[The Girl from Montana by Grace Livingston Hill]@TWC D-Link book
The Girl from Montana

CHAPTER X
8/33

I guess folks won't dare fool with you if you have some clean, nice clothes on." Elizabeth looked at her gratefully, and wrote her down in the list of saints with the woman who read the fourteenth chapter of John.

The old lady had neglected to mention that from her own meagre wardrobe she had supplied some under-garments, which were not included in those the boarders had left.
Bathed and clothed in clean, sweet garments, with a white shirt-waist and a dark-blue serge skirt and coat, Elizabeth looked a different girl.

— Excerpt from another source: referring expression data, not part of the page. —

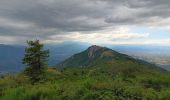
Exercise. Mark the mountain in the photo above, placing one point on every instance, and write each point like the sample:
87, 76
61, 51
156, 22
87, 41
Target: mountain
97, 73
96, 56
11, 55
11, 58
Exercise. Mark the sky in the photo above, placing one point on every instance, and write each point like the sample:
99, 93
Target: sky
91, 21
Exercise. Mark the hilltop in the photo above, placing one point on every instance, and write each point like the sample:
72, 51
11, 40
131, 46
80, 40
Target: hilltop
97, 56
97, 73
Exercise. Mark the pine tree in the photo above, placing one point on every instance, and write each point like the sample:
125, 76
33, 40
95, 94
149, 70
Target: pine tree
36, 60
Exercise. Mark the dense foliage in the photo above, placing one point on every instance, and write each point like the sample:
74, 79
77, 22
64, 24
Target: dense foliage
35, 58
89, 84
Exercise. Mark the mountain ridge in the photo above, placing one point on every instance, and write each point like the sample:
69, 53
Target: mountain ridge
97, 56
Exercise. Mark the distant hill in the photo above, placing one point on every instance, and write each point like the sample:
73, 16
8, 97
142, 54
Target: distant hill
11, 58
96, 56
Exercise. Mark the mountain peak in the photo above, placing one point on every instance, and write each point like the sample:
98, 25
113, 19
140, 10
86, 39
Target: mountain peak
92, 50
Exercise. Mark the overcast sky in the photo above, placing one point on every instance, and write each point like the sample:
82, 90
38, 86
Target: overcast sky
91, 21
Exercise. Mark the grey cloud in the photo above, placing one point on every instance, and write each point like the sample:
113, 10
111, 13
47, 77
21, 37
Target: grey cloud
51, 17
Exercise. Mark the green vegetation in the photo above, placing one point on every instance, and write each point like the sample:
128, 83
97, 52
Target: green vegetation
35, 58
103, 76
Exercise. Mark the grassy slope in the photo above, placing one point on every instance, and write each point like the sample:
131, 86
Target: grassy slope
96, 83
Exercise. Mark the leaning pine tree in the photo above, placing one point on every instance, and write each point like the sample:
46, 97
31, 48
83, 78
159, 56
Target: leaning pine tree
36, 60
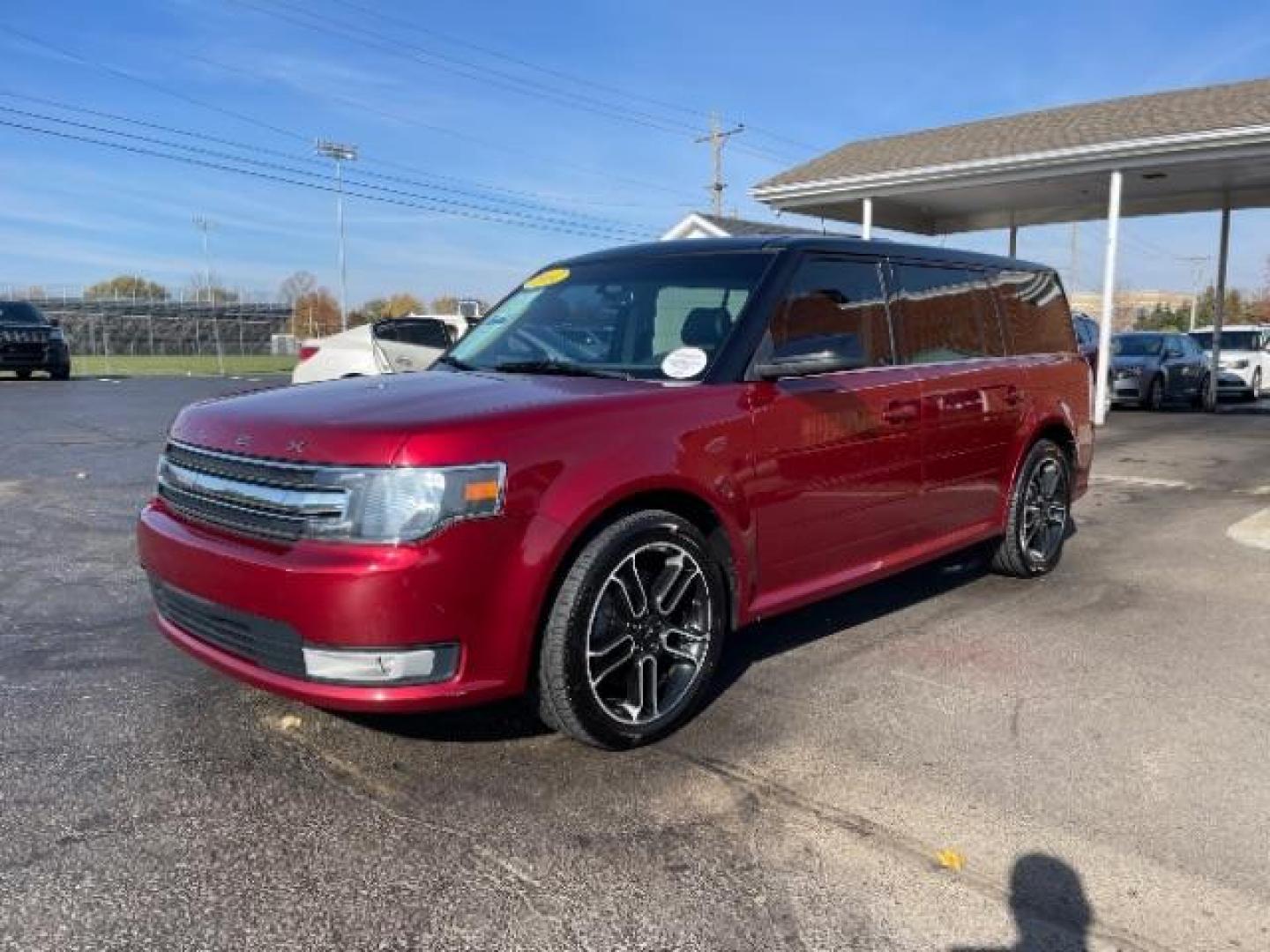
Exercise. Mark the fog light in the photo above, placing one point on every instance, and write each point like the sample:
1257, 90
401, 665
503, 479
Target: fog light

She surveyed herself in the little glass over the box-washstand and wondered.
All at once vanity was born within her, and an ambition to be always thus clothed, with a horrible remembrance of the woman of the day before, who had promised to show her how to earn some pretty clothes.

It flashed across her mind that pretty clothes might be a snare.

Perhaps they had been to those girls she had seen in that house.
With much good advice and kindly blessings from the old lady, Elizabeth fared forth upon her journey once more, sadly wise in the wisdom of the world, and less sweetly credulous than she had been, but better fitted to fight her way.
The story of her journey from Chicago to Philadelphia would fill a volume if it were written, but it might pall upon the reader from the very variety of its experiences.